Data centres consume electricity for storage and cooling, and rapid hardware refresh cycles create electronic waste. The carbon emissions associated with this activity are non trivial. Training a single frontier model can require energy on the scale of a small town for days or weeks. Each chat style query is more energy intensive than a conventional search. The environmental case for AI will hinge on whether its applications save more energy and emissions than the systems consume.
AI: the road ahead
Regulation
Nations and international bodies have stepped up efforts to create guardrails for AI development in response to the risks outlined above. There is a gap between the speed of innovation and the pace of legislation, which makes coordination difficult. The European Union has taken a more prescriptive approach, passing comprehensive rules that categorise risks and set obligations.
The EU’s Four Levels of AI Risk
Unacceptable risk: Banned outright
Practices that violate fundamental rights or safety, such as social scoring, exploitative systems, or untargeted biometric surveillance.
High risk: Strict obligations
AI in critical areas (e.g., biometric ID, recruitment, credit scoring, law enforcement) must meet rigorous standards for data quality, oversight, testing, and cybersecurity.
Limited risk: Transparency duties
Systems such as chatbots and deepfakes must clearly disclose AI interaction or synthetic media so users aren’t misled.
Minimal risk: Voluntary codes
Everyday, low-impact applications (e.g., spam filters, video-game AI) have no new obligations, though best-practice standards are encouraged.
The United States has focused on safety standards, reporting and competition, with one eye on geopolitical dynamics. The United Kingdom hosted a high profile safety summit and has emphasized a pro innovation approach with sector specific guidance rather than a single sweeping law. These approaches reflect different priorities. Europe emphasises consumer protection and fundamental rights. The United States emphasizes innovation and national security.
The United Kingdom emphasizes agility and coordination.
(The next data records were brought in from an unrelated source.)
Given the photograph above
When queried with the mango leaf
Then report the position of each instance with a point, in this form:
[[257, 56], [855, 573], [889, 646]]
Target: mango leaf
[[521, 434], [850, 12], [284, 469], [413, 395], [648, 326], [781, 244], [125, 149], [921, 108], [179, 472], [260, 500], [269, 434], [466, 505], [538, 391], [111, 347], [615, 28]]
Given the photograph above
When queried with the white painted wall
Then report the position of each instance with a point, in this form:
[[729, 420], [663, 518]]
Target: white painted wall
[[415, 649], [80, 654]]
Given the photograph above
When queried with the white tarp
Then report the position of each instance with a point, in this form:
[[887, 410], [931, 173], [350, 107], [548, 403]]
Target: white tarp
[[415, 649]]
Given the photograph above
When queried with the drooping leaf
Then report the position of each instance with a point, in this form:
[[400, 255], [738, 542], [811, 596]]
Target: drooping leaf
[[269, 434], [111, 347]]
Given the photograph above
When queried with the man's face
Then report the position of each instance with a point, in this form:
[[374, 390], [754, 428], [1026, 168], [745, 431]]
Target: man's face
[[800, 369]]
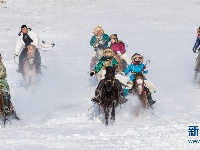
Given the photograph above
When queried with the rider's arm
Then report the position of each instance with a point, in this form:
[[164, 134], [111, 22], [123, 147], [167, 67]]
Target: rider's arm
[[106, 38], [92, 41], [128, 69], [2, 71], [35, 38], [98, 67], [197, 43], [143, 67]]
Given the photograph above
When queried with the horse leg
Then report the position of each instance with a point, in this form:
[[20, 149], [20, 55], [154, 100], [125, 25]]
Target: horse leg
[[1, 104], [195, 75], [106, 111], [26, 78], [113, 112]]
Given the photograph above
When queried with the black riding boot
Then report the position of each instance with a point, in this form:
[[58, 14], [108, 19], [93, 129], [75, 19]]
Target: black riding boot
[[6, 98], [96, 99], [122, 99], [38, 62], [150, 100], [21, 59]]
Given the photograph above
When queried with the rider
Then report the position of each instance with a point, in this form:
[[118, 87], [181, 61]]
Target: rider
[[119, 48], [99, 40], [4, 87], [105, 61], [197, 43], [27, 37], [137, 66]]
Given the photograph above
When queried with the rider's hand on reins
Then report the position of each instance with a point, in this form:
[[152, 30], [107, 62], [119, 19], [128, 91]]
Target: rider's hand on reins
[[92, 73]]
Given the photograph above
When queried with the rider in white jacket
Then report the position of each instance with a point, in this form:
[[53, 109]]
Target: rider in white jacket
[[27, 37]]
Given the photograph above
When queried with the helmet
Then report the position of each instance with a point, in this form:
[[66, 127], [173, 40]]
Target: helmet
[[107, 50], [136, 55], [98, 28]]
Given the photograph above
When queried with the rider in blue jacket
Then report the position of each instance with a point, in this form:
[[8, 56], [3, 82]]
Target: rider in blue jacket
[[137, 66]]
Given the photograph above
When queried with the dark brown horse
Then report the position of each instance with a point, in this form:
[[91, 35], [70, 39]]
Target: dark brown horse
[[109, 94], [6, 110]]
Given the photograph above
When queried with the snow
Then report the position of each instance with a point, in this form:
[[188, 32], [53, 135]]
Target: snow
[[55, 115]]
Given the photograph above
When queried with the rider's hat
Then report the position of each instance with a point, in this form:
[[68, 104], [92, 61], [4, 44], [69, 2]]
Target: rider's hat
[[198, 30], [113, 36], [98, 28], [136, 55], [107, 50]]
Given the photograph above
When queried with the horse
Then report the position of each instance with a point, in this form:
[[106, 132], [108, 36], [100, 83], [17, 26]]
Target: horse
[[29, 66], [109, 97], [121, 63], [6, 110]]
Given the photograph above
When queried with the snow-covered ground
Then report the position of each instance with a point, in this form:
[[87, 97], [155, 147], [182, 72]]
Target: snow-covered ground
[[56, 116]]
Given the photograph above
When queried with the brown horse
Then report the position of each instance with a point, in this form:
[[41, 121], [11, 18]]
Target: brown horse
[[29, 66], [121, 63], [6, 111]]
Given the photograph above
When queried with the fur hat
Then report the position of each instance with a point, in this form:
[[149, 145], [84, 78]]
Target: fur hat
[[136, 55], [198, 30], [107, 50], [113, 36], [98, 28], [31, 46]]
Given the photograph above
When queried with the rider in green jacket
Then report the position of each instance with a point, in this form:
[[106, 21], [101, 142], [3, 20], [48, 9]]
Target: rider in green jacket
[[105, 61]]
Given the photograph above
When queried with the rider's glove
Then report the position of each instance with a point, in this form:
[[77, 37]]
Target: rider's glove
[[96, 45], [118, 53], [101, 42], [122, 73], [15, 56], [92, 73], [93, 54]]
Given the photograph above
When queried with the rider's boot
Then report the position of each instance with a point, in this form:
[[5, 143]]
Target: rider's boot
[[122, 99], [6, 98], [38, 62], [21, 59], [96, 99], [150, 100]]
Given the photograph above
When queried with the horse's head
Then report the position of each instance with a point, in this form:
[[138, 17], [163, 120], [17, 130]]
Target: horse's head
[[109, 78]]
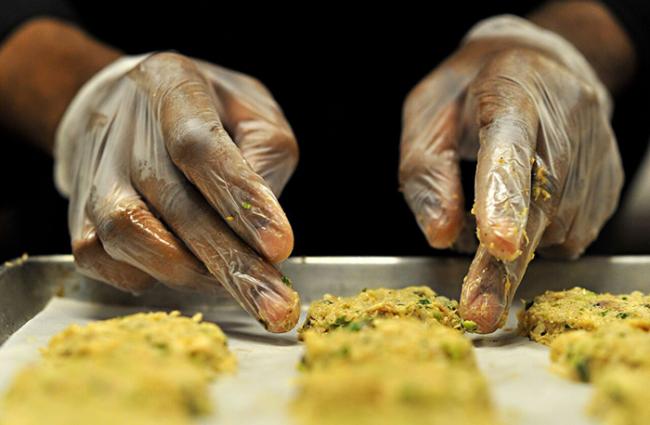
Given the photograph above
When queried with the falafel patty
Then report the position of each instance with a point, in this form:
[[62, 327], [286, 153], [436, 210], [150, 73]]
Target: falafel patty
[[556, 312]]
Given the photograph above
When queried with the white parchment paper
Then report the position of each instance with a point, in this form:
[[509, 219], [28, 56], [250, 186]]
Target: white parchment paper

Over time, testing regimes, audit frameworks and international standards will mature, and cross border collaboration will be essential because models and data do not stop at borders.
The future is AI
The pace of AI development has created new opportunities for businesses and consumers to increase productivity, learn faster, and do more with fewer resources.
At the same time, the energy required to train and maintain models, the environmental impact, and the legal and moral questions surrounding the distribution of AI point to a dynamic and uncertain path ahead. What is certain is that AI will continue to evolve, reaching further into everyday life with new applications and new features. Whether we embrace it is no longer in question. The real challenge is how we mitigate the risks and how we distribute the benefits fairly.
Many argue that AI is the biggest technological revolution since the rise of the internet, perhaps even comparable to electricity in its reshaping of society. How we choose to guide it will define the next chapter.